NG23B-1799
On the Distinctively Skewed and Heavy Tailed Character of Atmospheric and Oceanic Probability Distributions

Tuesday, 15 December 2015
Poster Hall (Moscone South)
Cecile Penland, NOAA Earth System Research Laboratory, Physical Sciences Division, Boulder, CO, United States and Prashant D Sardeshmukh, CIRES, Boulder, CO, United States
Abstract:
The probability distributions of large-scale atmospheric and oceanic variables are generally

skewed and heavy-tailed. We argue that their distinctive departures from Gaussianity arise fundamentally

from the fact that in a quadratically nonlinear system with a quadratic invariant, the coupling

coefficients between system components are not constant but depend linearly on the system

state in a distinctive way. In particular, the skewness arises from a tendency of the system trajectory

to linger near states of weak coupling. We show that the salient features of the observed non-

Gaussianity can be captured in the simplest such nonlinear 2-component system.

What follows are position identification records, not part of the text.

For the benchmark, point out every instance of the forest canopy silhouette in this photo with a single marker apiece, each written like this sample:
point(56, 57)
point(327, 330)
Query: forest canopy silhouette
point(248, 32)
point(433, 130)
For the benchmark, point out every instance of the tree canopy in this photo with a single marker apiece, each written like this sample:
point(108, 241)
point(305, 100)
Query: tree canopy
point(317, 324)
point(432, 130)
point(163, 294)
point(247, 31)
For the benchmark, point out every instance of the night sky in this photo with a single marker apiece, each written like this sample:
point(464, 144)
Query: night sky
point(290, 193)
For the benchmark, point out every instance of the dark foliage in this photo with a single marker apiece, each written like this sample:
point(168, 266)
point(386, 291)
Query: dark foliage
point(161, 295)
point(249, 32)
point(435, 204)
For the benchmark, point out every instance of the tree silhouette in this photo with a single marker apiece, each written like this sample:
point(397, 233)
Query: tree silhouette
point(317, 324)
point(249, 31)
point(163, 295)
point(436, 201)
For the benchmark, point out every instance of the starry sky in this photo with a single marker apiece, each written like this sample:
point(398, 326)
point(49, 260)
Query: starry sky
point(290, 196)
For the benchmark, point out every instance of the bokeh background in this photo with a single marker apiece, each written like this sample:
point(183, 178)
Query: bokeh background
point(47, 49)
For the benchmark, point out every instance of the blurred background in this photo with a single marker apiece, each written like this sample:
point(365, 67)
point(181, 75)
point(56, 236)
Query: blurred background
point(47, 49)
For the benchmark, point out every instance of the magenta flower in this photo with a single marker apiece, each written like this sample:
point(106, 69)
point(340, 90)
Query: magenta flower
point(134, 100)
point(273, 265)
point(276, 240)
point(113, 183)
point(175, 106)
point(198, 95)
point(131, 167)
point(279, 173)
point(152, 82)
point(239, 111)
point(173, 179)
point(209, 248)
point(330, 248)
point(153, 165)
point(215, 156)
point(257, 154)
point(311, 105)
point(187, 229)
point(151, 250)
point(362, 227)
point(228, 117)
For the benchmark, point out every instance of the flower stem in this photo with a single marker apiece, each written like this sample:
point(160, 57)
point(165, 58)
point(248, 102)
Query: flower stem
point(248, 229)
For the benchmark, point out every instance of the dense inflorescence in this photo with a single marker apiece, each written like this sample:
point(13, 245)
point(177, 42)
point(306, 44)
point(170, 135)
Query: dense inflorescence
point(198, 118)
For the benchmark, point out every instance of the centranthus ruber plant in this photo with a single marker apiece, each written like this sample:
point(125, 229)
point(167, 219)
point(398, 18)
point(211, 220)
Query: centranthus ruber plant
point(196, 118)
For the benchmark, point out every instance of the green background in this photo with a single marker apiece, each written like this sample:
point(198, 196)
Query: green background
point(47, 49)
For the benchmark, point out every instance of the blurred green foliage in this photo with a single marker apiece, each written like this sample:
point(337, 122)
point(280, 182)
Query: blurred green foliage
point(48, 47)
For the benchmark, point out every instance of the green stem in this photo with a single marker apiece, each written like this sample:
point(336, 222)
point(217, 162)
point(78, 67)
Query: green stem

If the system is

stochastically forced and linearly damped, with one component damped much more strongly than

the other, then the strongly damped fast component becomes effectively decoupled from the

weakly damped slow component, and its impact on the slow component can be approximated as a

stochastic noise forcing plus an augmented nonlinear damping. In the limit of large time-scale

separation, the nonlinear augmentation of the damping becomes small, and the noise forcing can

be approximated as an additive noise plus a correlated additive and multiplicative noise

(CAM noise) forcing. Much of the diversity of observed large-scale atmospheric and oceanic

probability distributions can be interpreted in this minimal framework.